Nobody has to tell you that the economy is uncertain. You live it.
The job (if you have one) is shaky. The savings account (if you have one) is emptying. Debt (you have that!) is growing and your way of life has changed, perhaps forever.
You’d like to make your money go in a different direction but as far as you’re concerned, financial information might as well be written in Greek. But there’s help: if you just don’t get it, get “A Purse of Your Own” by Deborah Owens.
You’ve never invested in stocks because it’s scary, right? It’s hard to understand, and besides, you don’t have the money in the first place.
Wrong, says Owens. Take baby steps. Begin by looking at your assets, liabilities, and overall budget. When everything’s written down, you might be surprised to see that you can shave a little money here or there to invest. Even $5 a week can turn into thousands of dollars in profits if you have the patience.
Once you have a nest egg and are comfortable enough to invest, remember to do four things: diversify, diversify, diversify, and don’t let fear keep you from acting.
Because of the Internet, it’s easy to research the businesses in which you want to invest. Owens says to look for the companies whose business models reflect your values. Buy stock in those that make the products you like.
So how to get started? You can buy stocks online or you can use a broker; there are advantages and disadvantages to both. In either case, Owens says, a financial adviser may be your portfolio’s BFF.
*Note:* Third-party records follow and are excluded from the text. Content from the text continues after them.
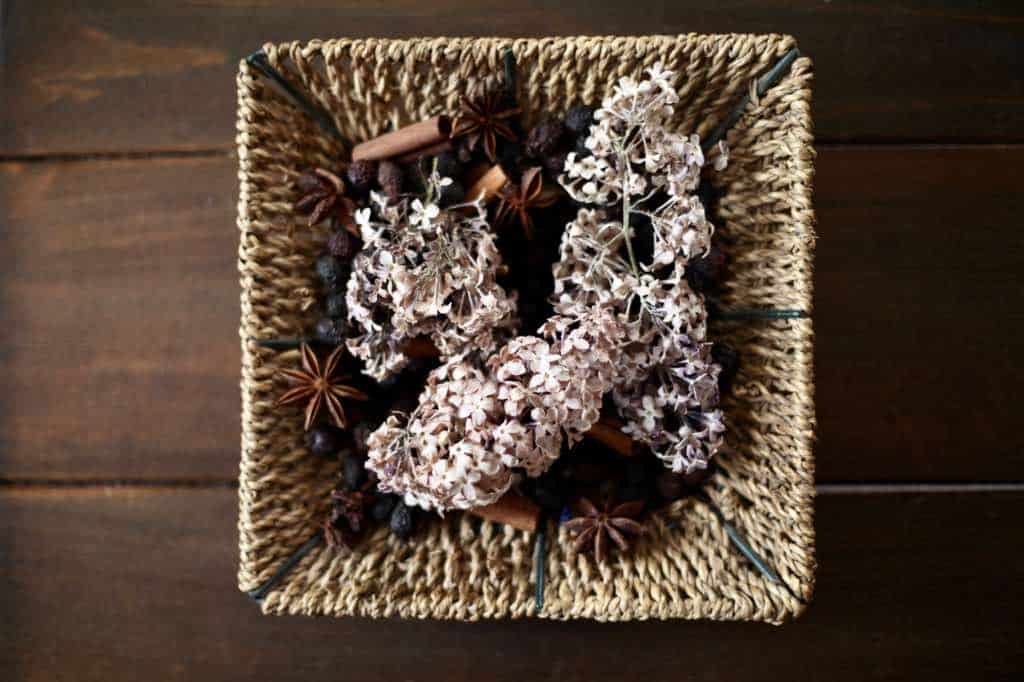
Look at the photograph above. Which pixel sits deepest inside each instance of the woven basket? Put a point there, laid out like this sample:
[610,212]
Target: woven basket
[462,567]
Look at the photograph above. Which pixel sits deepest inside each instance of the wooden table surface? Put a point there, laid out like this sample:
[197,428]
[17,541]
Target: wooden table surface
[119,423]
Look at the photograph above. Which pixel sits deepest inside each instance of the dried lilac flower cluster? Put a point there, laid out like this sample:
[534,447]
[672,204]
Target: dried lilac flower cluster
[638,171]
[425,270]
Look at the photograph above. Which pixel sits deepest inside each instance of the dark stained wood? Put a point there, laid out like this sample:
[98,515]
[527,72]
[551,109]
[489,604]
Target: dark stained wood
[119,305]
[102,585]
[919,317]
[114,77]
[119,301]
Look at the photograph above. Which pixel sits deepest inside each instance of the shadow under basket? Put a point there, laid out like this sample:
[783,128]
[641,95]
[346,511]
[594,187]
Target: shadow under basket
[462,567]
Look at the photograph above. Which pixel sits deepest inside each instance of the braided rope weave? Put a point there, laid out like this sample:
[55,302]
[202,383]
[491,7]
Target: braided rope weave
[462,567]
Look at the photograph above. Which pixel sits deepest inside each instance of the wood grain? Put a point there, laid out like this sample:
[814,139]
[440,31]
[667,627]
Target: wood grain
[111,76]
[119,305]
[102,585]
[119,301]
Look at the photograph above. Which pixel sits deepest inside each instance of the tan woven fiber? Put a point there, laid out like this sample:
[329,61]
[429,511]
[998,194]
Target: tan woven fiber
[462,567]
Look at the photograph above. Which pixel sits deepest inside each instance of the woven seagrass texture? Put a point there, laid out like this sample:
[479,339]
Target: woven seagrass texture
[462,567]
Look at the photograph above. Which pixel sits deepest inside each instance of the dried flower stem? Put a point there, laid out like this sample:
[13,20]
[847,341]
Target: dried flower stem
[258,60]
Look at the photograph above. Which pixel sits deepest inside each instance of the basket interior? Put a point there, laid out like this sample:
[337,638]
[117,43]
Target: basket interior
[462,567]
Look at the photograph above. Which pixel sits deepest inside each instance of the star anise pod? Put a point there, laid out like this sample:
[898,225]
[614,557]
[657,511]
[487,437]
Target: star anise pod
[597,526]
[519,200]
[320,386]
[482,120]
[346,522]
[324,197]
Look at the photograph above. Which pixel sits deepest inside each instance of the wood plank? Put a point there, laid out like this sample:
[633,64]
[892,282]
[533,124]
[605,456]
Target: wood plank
[103,584]
[113,77]
[119,302]
[920,313]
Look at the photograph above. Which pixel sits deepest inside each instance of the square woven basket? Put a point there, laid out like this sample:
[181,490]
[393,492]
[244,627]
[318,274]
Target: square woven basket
[462,567]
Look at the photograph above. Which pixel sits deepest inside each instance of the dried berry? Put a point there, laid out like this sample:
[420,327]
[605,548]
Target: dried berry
[331,330]
[452,194]
[336,306]
[581,147]
[390,177]
[323,441]
[361,174]
[579,118]
[382,508]
[448,164]
[705,273]
[544,138]
[555,163]
[401,520]
[332,272]
[353,471]
[341,245]
[728,358]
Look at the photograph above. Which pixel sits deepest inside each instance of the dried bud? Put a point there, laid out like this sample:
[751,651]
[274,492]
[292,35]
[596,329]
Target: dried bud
[579,118]
[544,138]
[390,177]
[360,175]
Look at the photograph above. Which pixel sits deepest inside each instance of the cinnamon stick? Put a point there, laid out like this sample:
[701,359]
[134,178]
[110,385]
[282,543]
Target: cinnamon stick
[431,151]
[404,139]
[610,434]
[512,509]
[487,186]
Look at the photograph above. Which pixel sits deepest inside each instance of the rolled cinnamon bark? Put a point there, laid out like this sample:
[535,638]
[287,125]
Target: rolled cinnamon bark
[512,509]
[610,434]
[404,140]
[431,151]
[488,184]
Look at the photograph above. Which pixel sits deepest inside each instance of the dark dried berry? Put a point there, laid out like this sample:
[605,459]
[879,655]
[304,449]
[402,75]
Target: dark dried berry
[390,178]
[383,506]
[353,471]
[448,164]
[555,164]
[705,273]
[323,441]
[452,194]
[360,433]
[336,306]
[544,138]
[579,119]
[671,485]
[341,245]
[728,358]
[549,494]
[332,272]
[361,174]
[401,520]
[331,330]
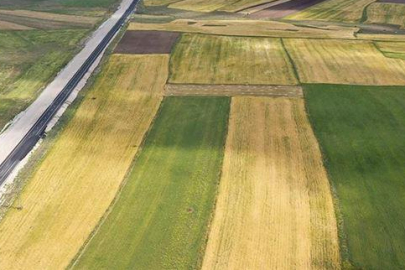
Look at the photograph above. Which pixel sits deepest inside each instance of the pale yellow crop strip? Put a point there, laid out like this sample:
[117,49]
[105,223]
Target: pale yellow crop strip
[344,62]
[79,177]
[274,208]
[386,13]
[333,10]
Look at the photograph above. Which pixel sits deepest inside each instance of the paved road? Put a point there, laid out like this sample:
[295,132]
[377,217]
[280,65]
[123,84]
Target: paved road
[19,139]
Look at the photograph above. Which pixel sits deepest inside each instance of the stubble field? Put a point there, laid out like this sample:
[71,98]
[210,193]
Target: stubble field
[274,208]
[205,59]
[78,178]
[361,131]
[344,62]
[334,10]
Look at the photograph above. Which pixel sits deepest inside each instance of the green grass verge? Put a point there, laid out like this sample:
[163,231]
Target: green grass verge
[28,61]
[160,219]
[39,4]
[361,130]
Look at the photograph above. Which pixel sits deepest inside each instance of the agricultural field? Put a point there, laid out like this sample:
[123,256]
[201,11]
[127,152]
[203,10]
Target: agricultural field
[28,60]
[160,218]
[392,49]
[217,134]
[334,10]
[36,41]
[56,4]
[247,28]
[386,13]
[47,20]
[274,208]
[78,178]
[361,131]
[213,5]
[205,59]
[344,62]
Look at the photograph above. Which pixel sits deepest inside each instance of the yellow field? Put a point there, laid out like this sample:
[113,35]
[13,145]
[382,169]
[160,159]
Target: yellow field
[386,13]
[79,177]
[13,26]
[51,16]
[333,10]
[204,59]
[344,62]
[159,2]
[274,208]
[248,28]
[392,49]
[212,5]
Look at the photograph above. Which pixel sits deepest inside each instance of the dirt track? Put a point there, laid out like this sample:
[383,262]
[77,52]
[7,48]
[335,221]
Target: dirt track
[147,42]
[284,9]
[232,90]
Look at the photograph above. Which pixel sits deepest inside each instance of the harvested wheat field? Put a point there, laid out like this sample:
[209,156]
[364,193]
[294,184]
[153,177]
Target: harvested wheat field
[147,42]
[274,208]
[386,13]
[344,62]
[233,90]
[248,28]
[73,19]
[284,8]
[392,49]
[13,26]
[78,178]
[204,59]
[334,10]
[159,2]
[212,5]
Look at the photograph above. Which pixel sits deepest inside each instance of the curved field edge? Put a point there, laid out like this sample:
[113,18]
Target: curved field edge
[160,220]
[210,59]
[80,175]
[30,60]
[361,132]
[274,209]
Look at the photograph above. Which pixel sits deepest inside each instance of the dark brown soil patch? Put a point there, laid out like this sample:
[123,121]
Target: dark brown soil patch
[284,9]
[147,42]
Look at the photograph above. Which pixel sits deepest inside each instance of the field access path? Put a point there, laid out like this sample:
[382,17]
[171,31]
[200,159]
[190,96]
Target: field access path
[25,131]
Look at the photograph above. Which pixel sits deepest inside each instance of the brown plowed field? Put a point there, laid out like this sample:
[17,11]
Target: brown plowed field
[274,208]
[147,42]
[13,26]
[284,9]
[233,90]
Embrace the “7 Wealthy Habits,” one of which is to keep an eye on “the big picture.” Reach for more than what you can immediately see. Ignore naysayers but accept real help when it’s offered. Do your homework and pay attention. Never put your eggs in one basket. Educate yourself about investments, bonds, mutual funds and tax-deferred retirement plans by reading up on them. Treat your portfolio as you would a family member. Be sure to “pay it forward.”
Tired of seeing your money disappear? Then dig in your purse, sharpen your pencil, and get ready to learn how to stop the drain by reading this book.
Owens’ advice is solid, real, and a little outside-the-box and the quizzes she includes (what is your Purseonality?) are eye-opening, all of which makes the entire finance industry seem seriously fun.
Even if you’ve only got a few dollars to spare but you want to see it grow, “A Purse of Your Own” is a book to bag. Invest a few dollars in it, and you’ll soon be investing like a pro.
(By Deborah Owens c.2010, Fireside Books $15/$19.99 Canada, 290 pages, includes index.)